Он жил в крепкой, на высокий фундамент – как полагается на Севере – поставленной пристройке к основной избе Пестеревых. И изба, и пристройка сложены были из огромных черных бревен. Комната была небольшая, и в ней царил невообразимый кавардак. Бросались в глаза приемник, пишущая машинка и довольно закопченная керосиновая лампа. Книги, бумаги, спальный мешок. Мы с Игорем спали на полу… Иосиф был вполне бодр. В ватнике и кирзовых сапогах он смотрелся очень органично на фоне мощных северных изб, перепаханной тракторными колесами грязной осенней улицы, да и жителей деревни. В первый день после нашего приезда – мы приехали к концу дня накануне – ему предстояло лопатить зерно в амбаре, чтоб не грелось и не прело. Мы втроем быстро осилили эту работу и полдня гуляли по окрестностям. Картина угнетающая – болота, редколесье… Я много фотографировал. Разговоры на этой прогулке велись, насколько я помню, исключительно вокруг хлопот за его освобождение.
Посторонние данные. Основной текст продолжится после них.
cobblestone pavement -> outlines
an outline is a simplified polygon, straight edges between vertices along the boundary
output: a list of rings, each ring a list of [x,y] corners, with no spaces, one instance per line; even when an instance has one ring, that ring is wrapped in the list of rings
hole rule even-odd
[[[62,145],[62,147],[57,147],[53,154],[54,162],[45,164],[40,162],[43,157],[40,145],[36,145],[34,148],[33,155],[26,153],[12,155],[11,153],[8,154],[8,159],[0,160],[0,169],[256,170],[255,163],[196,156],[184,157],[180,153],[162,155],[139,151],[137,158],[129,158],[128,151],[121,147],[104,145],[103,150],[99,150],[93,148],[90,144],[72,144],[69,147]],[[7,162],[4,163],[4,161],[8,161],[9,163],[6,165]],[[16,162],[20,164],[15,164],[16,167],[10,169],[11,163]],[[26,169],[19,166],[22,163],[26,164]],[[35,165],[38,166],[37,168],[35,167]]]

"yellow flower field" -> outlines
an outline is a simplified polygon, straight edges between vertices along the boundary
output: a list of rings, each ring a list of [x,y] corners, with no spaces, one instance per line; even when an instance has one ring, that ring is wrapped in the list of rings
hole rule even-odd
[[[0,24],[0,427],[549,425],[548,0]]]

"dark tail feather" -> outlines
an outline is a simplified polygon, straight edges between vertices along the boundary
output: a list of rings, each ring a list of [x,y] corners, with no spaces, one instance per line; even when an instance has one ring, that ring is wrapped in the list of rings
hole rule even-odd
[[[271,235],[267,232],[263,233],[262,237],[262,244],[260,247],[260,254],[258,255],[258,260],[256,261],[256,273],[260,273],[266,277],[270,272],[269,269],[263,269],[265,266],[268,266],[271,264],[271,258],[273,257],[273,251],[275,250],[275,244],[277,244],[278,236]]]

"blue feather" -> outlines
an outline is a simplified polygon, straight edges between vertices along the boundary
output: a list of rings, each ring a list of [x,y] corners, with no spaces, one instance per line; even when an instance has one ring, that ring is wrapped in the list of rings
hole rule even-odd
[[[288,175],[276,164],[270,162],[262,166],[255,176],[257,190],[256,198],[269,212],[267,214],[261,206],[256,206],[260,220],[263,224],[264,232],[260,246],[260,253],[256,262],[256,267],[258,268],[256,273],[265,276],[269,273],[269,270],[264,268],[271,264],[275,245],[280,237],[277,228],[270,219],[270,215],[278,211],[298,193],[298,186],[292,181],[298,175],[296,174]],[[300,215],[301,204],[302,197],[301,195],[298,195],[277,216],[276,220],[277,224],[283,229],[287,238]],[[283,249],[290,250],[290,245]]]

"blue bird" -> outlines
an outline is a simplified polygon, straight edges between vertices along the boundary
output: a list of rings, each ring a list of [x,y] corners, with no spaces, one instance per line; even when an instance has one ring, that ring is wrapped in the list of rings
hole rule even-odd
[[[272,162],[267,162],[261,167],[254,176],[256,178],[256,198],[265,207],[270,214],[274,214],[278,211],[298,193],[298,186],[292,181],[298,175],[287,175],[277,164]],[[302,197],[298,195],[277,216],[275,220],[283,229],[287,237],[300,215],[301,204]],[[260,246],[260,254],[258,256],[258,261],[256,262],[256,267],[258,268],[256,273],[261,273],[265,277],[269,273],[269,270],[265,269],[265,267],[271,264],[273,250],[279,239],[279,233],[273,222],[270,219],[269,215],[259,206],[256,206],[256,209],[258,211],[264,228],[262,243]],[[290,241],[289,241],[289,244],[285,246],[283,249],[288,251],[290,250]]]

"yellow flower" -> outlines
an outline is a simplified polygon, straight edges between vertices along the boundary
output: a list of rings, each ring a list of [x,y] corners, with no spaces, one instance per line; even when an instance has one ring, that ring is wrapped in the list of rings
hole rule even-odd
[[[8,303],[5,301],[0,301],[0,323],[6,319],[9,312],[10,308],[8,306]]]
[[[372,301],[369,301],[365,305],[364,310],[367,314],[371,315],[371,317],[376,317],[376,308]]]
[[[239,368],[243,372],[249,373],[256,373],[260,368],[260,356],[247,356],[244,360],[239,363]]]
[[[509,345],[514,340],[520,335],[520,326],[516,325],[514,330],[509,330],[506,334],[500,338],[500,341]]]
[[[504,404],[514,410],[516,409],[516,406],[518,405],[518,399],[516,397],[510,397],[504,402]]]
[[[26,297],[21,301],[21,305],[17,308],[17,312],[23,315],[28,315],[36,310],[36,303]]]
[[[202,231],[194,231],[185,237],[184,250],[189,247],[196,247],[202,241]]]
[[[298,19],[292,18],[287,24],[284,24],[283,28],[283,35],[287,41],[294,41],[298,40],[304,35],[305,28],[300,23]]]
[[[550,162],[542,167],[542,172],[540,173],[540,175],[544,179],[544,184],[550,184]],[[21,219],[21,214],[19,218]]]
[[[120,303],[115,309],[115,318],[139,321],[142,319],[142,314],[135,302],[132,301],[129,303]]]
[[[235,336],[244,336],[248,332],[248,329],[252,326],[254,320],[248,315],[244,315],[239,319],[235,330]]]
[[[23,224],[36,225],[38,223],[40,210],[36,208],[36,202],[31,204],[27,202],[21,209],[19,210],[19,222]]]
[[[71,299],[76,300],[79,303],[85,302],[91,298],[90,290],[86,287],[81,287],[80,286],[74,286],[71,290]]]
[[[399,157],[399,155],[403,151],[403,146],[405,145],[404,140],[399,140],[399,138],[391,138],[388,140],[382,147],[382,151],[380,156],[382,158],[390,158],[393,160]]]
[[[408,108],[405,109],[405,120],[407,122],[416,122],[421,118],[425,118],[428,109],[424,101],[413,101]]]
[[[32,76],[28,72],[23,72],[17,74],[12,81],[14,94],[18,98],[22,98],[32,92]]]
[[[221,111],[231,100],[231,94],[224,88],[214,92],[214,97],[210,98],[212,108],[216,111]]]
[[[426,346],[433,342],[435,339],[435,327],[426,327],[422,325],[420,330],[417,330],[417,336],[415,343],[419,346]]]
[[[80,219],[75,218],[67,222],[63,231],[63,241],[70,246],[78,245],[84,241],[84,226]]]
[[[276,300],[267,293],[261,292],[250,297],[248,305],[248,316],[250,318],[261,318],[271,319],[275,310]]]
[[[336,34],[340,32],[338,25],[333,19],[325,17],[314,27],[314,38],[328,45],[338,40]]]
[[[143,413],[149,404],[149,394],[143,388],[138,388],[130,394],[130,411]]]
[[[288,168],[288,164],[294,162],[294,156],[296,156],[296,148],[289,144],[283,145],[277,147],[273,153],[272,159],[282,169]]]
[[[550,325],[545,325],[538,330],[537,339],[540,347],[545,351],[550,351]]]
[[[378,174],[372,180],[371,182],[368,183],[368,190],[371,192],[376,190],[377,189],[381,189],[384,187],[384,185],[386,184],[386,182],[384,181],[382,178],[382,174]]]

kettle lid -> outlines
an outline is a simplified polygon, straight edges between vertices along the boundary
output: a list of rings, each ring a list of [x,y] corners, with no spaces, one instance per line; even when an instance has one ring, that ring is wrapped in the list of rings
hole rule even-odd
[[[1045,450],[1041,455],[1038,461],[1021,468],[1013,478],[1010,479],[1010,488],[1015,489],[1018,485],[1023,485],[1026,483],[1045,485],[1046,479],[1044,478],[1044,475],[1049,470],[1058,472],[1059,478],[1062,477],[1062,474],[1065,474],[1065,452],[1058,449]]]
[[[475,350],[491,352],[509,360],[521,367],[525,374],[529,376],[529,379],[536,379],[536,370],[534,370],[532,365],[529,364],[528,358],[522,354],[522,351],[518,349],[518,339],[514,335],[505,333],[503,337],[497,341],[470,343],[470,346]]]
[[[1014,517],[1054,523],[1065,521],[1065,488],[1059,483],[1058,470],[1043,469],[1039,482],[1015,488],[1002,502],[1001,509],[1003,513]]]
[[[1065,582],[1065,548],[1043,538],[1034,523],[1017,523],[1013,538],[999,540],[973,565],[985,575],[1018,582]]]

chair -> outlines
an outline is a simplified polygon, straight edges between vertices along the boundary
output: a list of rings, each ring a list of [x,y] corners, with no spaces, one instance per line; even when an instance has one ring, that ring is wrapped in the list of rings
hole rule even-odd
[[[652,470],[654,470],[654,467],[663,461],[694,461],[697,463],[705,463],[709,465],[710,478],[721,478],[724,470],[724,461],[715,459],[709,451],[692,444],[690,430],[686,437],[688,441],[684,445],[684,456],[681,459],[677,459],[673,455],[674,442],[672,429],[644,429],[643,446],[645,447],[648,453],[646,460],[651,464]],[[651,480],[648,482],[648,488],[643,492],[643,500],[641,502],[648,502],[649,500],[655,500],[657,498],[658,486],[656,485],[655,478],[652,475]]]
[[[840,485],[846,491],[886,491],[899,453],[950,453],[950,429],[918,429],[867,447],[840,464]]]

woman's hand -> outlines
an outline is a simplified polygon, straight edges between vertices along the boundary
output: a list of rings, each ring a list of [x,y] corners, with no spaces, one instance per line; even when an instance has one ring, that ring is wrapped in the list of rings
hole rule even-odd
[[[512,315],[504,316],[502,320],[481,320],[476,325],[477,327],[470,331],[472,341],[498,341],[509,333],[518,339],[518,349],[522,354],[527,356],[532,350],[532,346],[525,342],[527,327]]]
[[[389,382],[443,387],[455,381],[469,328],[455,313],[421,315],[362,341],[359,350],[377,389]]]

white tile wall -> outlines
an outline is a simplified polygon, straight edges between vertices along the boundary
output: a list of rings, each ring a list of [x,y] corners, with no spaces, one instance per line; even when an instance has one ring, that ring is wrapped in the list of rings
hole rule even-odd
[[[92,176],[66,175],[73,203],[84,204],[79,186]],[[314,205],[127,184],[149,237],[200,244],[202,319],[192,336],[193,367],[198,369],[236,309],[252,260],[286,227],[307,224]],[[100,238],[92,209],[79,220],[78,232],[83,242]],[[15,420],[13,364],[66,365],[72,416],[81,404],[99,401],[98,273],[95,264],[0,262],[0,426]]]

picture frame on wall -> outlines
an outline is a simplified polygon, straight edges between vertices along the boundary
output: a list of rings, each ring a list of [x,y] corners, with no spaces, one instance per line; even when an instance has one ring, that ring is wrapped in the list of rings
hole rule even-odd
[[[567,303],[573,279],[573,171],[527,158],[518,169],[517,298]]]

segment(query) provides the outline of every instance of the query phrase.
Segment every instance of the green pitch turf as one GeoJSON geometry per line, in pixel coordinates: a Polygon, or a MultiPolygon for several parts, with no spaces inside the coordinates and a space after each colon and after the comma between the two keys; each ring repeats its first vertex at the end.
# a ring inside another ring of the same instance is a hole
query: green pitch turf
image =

Когда в первый вечер мы осмотрелись в избе и стали распаковывать привезенные Осе передачи, то я, в частности, достал и отдал ему рукопись Жени Рейна. Не могу простить этого себе по сию пору. Женя – по непонятным мне причинам – решил описать в стихах новогоднюю историю на даче Шейниных – ухаживание Димы Бобышева за Мариной. Поэма называлась «Глаз и треугольник». Он считал, видимо, что переключенная в поэтический, литературный ряд бытовая история станет восприниматься Осей именно как факт литературы. Очевидно, уверенный в магической силе поэтического слова, Рейн решил, что это будет мощным психотерапевтическим актом, и уговорил меня взять поэму с собой. А я, как последний идиот, согласился в конце концов.
Ося пробежал текст глазами, болезненно сморщился и сказал: «Зачем ты мне это привез?» И отложил рукопись. Больше мы к этому не возвращались. Но был и еще один малоприятный для меня эпизод. Отдавая мне на хранение незадолго до ареста – перед отъездом в Москву – рукопись незавершенной «Столетней войны», Ося взял с меня слово никому текст не показывать. Но когда мы с Натальей Иосифовной Грудининой думали, какие бы стихи приложить к ее письмам в прокуратуру как образец добропорядочности автора, то решил, что жестокое описание боя в «Столетней войне» можно представить как образец антивоенной поэзии, тогда очень ценившейся властью. Я перепечатал небольшой фрагмент и отдал его Наталье Иосифовне. Что она с ним сделала – не знаю. Но в какой-то момент того же вечера Иосиф как-то невзначай спросил: «Ты „Столетнюю войну“ никому не давал?» – «Мы же договорились», – ответил я. Он достал машинописный листок – тот самый фрагмент – и молча мне протянул… Я в смущении стал объяснять ему благую цель… «Не делай этого больше», – сказал он. Откуда он получил эту копию, я, естественно, выяснять не стал.
«Столетнюю войну» я выпустил из рук один только раз – с его согласия, когда составлялось марамзинское собрание. Взял ее у меня Миша Мейлах, который мне ее и вернул. Уже в конце восьмидесятых я по телефону, а затем при встрече в Штатах стал уговаривать Осю опубликовать это «большое стихотворение», настаивая на его принципиальной смысловой ценности. «Не время», – ответил он.